Later that same year, the New Jersey State Legislature responded to the Harris decision by passing legislation providing for “civil unions.”

The Legislature’s civil union bill did not, however, end the discussion. Ever since civil unions have been permitted in New Jersey, there has been a robust and ongoing debate concerning whether that institution, at least in its current statutory form, truly places same sex couples “on equal terms” with opposite sex couples as contemplated by the Harris Court

A major complicating factor for New Jersey’s same sex couples is the lack of a “irreconcilable differences” for divorce contained in the 2006 civil union legislation.

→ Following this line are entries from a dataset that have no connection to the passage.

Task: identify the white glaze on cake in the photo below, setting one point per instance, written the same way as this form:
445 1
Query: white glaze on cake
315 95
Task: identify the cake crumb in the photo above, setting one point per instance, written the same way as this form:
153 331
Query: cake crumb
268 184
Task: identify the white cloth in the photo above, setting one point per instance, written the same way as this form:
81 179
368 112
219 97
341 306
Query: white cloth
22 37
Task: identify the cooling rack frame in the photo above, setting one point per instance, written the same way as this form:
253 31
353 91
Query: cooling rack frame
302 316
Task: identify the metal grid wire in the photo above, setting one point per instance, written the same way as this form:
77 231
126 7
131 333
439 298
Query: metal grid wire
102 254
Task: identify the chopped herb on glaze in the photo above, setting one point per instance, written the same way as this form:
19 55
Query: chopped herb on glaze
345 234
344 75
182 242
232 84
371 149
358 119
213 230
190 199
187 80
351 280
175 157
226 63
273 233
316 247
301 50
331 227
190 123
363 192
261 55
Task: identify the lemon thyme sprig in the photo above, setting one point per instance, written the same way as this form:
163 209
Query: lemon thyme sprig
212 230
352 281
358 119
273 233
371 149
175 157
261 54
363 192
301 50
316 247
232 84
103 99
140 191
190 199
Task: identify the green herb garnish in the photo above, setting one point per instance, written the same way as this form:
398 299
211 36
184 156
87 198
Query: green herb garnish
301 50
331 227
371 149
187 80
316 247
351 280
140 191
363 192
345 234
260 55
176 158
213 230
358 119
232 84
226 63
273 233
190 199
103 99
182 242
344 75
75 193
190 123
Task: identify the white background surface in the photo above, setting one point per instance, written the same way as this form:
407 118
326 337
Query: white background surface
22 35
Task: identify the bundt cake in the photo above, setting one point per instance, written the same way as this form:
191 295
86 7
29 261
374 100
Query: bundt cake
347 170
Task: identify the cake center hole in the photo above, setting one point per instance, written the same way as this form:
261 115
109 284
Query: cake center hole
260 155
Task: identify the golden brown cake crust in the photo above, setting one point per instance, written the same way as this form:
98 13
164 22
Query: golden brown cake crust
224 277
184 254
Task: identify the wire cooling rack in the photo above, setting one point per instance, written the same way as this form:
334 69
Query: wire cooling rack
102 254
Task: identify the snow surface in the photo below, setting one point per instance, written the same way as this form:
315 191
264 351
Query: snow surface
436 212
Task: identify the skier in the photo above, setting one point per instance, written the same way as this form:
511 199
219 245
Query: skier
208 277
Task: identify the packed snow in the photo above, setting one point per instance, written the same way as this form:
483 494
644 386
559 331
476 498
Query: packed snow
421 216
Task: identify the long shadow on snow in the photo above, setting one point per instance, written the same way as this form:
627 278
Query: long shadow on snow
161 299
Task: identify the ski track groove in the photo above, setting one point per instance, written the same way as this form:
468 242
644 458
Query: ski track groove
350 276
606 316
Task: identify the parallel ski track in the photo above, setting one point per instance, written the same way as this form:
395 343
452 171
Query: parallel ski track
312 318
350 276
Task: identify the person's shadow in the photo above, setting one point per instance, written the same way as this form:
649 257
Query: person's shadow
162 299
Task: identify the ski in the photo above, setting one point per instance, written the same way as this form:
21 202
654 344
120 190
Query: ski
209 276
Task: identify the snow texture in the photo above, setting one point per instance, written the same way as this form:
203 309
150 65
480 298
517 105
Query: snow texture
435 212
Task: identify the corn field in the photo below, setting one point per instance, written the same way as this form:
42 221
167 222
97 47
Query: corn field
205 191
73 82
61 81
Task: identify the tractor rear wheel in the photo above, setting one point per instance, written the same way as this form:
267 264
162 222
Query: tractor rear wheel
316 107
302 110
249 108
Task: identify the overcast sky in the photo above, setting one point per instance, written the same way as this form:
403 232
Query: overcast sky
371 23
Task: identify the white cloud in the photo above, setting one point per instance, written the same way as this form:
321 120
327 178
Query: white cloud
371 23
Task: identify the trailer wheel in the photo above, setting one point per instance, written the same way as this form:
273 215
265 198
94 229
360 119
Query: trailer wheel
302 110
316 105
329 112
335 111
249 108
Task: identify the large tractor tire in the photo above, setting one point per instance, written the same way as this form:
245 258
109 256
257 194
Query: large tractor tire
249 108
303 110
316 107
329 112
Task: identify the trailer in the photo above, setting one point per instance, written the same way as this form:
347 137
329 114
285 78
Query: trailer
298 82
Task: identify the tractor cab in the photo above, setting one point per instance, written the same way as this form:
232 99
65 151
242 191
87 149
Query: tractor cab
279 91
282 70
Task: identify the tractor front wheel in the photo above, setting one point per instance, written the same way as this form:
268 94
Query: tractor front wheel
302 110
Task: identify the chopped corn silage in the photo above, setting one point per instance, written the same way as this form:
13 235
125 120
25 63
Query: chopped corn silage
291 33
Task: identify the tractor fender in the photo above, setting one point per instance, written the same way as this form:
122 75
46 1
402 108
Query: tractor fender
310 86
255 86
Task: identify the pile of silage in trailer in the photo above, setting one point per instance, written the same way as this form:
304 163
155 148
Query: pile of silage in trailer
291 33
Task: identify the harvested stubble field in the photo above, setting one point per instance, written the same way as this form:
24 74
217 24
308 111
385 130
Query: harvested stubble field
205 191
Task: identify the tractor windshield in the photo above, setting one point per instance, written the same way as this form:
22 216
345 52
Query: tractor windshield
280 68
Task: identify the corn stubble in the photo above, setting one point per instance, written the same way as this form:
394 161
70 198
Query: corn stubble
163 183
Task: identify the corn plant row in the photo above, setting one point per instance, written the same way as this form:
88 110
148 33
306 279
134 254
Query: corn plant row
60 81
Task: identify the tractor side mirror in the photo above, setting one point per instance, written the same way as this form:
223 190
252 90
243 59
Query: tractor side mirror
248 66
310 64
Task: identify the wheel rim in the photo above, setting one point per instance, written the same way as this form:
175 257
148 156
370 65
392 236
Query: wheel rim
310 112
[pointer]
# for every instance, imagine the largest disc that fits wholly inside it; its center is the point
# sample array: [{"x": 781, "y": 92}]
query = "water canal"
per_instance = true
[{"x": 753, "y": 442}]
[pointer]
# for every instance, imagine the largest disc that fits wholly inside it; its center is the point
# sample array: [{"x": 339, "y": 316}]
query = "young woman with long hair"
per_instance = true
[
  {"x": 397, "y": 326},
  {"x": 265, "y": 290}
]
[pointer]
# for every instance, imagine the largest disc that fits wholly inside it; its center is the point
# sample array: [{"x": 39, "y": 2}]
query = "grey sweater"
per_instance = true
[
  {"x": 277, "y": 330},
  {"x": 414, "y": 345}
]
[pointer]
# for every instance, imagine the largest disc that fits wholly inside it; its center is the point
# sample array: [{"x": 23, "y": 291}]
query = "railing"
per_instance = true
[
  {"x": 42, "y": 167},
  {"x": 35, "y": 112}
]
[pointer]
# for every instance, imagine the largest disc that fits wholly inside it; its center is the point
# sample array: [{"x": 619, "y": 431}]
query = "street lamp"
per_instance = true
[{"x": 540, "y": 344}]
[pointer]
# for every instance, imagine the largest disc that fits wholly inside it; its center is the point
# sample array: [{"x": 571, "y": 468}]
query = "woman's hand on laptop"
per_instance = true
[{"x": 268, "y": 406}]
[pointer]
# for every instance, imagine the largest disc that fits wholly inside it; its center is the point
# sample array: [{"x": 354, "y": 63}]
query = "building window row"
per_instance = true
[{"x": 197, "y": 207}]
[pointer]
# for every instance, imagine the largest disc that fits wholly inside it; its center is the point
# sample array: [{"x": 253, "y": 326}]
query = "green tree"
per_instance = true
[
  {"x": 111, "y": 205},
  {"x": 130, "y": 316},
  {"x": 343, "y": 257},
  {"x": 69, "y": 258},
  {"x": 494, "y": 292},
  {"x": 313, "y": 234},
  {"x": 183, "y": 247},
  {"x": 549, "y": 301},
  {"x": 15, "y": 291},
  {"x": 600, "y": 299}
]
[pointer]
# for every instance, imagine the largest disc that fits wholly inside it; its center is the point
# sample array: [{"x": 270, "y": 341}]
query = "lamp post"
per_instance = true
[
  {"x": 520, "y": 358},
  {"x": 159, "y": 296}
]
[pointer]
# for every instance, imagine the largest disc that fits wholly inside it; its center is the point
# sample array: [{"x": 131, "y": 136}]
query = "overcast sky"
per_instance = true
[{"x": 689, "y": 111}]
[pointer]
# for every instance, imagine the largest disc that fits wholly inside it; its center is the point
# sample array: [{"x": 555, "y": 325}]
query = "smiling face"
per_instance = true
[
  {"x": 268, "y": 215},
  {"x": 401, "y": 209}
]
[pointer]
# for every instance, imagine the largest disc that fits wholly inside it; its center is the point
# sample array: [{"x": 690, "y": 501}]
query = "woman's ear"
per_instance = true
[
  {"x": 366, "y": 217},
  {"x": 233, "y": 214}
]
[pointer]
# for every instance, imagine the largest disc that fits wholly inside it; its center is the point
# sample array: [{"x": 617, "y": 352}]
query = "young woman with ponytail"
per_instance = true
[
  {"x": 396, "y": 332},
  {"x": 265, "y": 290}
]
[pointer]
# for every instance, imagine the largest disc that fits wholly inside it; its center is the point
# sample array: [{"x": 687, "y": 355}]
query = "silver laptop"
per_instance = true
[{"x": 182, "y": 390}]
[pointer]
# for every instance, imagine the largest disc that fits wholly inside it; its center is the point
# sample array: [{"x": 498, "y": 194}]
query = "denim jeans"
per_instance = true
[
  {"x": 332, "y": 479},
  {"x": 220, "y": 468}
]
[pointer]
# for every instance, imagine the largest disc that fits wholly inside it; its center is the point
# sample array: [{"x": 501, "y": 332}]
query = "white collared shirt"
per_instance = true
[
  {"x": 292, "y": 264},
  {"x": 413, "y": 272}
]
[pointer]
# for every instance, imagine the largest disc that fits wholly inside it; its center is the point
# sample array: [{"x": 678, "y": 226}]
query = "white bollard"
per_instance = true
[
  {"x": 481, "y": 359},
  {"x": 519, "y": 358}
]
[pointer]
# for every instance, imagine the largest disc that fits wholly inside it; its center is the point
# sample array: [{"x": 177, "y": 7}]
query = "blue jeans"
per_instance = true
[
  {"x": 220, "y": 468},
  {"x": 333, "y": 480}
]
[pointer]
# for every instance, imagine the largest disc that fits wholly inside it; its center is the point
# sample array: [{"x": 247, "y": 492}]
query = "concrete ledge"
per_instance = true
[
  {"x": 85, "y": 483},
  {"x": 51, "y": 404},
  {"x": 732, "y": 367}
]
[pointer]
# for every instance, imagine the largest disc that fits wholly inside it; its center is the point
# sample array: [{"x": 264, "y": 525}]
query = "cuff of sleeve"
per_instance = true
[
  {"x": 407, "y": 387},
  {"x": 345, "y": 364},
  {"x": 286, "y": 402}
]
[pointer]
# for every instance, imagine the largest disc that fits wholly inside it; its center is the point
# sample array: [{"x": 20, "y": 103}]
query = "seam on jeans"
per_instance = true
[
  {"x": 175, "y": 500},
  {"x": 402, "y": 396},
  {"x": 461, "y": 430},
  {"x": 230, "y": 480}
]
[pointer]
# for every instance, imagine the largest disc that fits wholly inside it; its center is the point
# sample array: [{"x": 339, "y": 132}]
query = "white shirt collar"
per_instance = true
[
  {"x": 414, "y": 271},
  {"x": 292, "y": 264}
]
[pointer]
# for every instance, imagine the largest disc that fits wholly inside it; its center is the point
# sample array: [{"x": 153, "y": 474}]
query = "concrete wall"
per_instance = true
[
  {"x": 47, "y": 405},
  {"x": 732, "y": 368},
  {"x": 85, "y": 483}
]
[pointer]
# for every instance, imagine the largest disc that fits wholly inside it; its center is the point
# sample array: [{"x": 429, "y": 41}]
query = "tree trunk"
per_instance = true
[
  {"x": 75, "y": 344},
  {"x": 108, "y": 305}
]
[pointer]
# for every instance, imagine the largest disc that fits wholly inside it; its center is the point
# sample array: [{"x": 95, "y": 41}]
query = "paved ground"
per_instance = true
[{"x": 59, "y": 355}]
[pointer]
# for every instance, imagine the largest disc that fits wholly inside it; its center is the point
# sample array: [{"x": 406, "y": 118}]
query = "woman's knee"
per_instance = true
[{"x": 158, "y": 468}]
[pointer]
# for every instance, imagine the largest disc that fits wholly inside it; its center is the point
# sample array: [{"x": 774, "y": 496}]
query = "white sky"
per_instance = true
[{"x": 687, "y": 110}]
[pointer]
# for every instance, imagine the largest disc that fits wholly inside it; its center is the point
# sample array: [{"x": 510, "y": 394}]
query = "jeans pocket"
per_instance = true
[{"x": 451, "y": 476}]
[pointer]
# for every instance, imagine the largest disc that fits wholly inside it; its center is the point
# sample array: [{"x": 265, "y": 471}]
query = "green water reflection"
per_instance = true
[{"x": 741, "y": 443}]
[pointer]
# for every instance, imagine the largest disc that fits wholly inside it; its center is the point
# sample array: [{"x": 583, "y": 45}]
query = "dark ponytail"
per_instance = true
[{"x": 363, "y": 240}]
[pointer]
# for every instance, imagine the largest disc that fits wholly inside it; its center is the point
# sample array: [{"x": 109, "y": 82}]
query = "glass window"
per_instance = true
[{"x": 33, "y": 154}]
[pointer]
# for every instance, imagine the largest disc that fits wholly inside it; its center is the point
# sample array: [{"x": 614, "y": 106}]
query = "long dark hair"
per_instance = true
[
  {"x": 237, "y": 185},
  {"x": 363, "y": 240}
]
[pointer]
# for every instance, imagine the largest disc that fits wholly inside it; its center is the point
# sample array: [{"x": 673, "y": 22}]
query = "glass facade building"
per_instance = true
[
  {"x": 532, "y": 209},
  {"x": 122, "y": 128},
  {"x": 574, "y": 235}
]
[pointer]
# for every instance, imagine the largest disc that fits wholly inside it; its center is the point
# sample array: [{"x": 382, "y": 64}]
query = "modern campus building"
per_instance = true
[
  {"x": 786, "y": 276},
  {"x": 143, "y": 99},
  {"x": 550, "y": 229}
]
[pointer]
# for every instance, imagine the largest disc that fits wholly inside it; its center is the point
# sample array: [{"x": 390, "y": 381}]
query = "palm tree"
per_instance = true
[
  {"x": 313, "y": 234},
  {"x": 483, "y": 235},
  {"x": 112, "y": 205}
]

On January 20, 2007, Governor Jon Corzine signed a bill allowing opposite sex couples to file for a divorce on the basis of “irreconcilable differences.” Prior to January 2007, an individual filing for divorce in New Jersey was forced to allege a “fault-based” grounds for divorce or an 18 month separation.

For example, either spouse could file a complaint stating that the other party engaged in “mental cruelty;” unfortunately, such a charge required the accusing party to set forth specific instances of cruel behavior in the complaint itself.  To succeed on the grounds of adultery, parties must prove “opportunity” and “inclination” on behalf of the accused spouse to commit adultery backed up by circumstantial evidence, as well as name and serve the alleged adulterous third party in the complaint.

It’s easy to see how accusing the other party of adultery, extreme cruelty or some other fault-based grounds often had the effect of unnecessarily exacerbating both the cost and length of matrimonial litigation. It also made certain divorce cases much harder to resolve since such emotionally-charged, personal and sensitive complaints often cause the responding party to dig his or her heels into the ground.  Demonstrating “irreconcilable differences,” however, only requires the complainant to show there had been a breakdown of the marriage for six or more months prior to filing and, additionally, that there exists no realistic chance or reconciliation. It’s a much easier and less contentious way to proceed!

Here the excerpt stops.